Chapter Three: vision of an open world
Francis continues regarding the capacity to love according to “a universal dimension” in the third chapter, “Envisioning and Creating an Open World.” In this beautiful chapter, Francis encourages and exhorts us to go “outside the self” in order to find “a fuller existence in another,” opening ourselves up to one another according to the activity of love which makes us tend toward “universal fulfilment.” The Encyclical recalls the spiritual stature of a person’s life is measured by love, which always “takes first place” and leads us to seek better for the life of the other, far from all selfishness.
The right to live with dignity cannot be denied to anyone, Francis again enjoins and, since rights have no borders, no one can remain excluded, regardless of where they are born. In this perspective, Francis also calls us to consider “an ethics of international relations” because every country also belongs to foreigners and the goods of the territory cannot be denied to those who are in need and come from another place. Thus, the natural right to private property will be secondary to the principal of the universal destination of created goods.
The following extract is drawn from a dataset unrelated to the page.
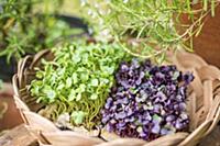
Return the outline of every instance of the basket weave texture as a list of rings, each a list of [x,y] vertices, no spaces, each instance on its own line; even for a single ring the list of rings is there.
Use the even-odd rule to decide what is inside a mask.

Chapter Four: heart open to the world
To the theme of migration, Chapter Four is called, “A Heart Open to the Whole World.” With their lives “at stake”, fleeing from war, persecution, natural catastrophes, human trafficking, torn from their homes and homelands, migrants are to be welcomed, protected, supported and integrated. We need to respect the right to seek a better life elsewhere. In receiving countries, the right balance will be between the protection of citizens' rights and the guarantee of welcome and assistance for migrants. Specifically, the Pope points to several “indispensable steps, especially in response to those who are fleeing grave humanitarian crises.” Those steps are: to increase and simplify the granting of visas, to open humanitarian corridors, to assure lodging, security and essential services, to offer opportunities for employment and training, to favor family reunification, to protect minors, and to guarantee religious freedom. What is needed above all – the document reads – is global oversight, an international collaboration for migration which encompasses and implements long-term planning, going beyond single emergencies, on behalf of the supportive development of all peoples.
How many “good Christians” were lost in that final chapter, I wonder. In an era wherein Nationalism, under the guise of Patriotism, supplants compassion for human dignity and decency, the words of Francis echo like Gabriel’s trumpet to those who want to follow the teachings of Christ. Or who simply want to be people of Good Will.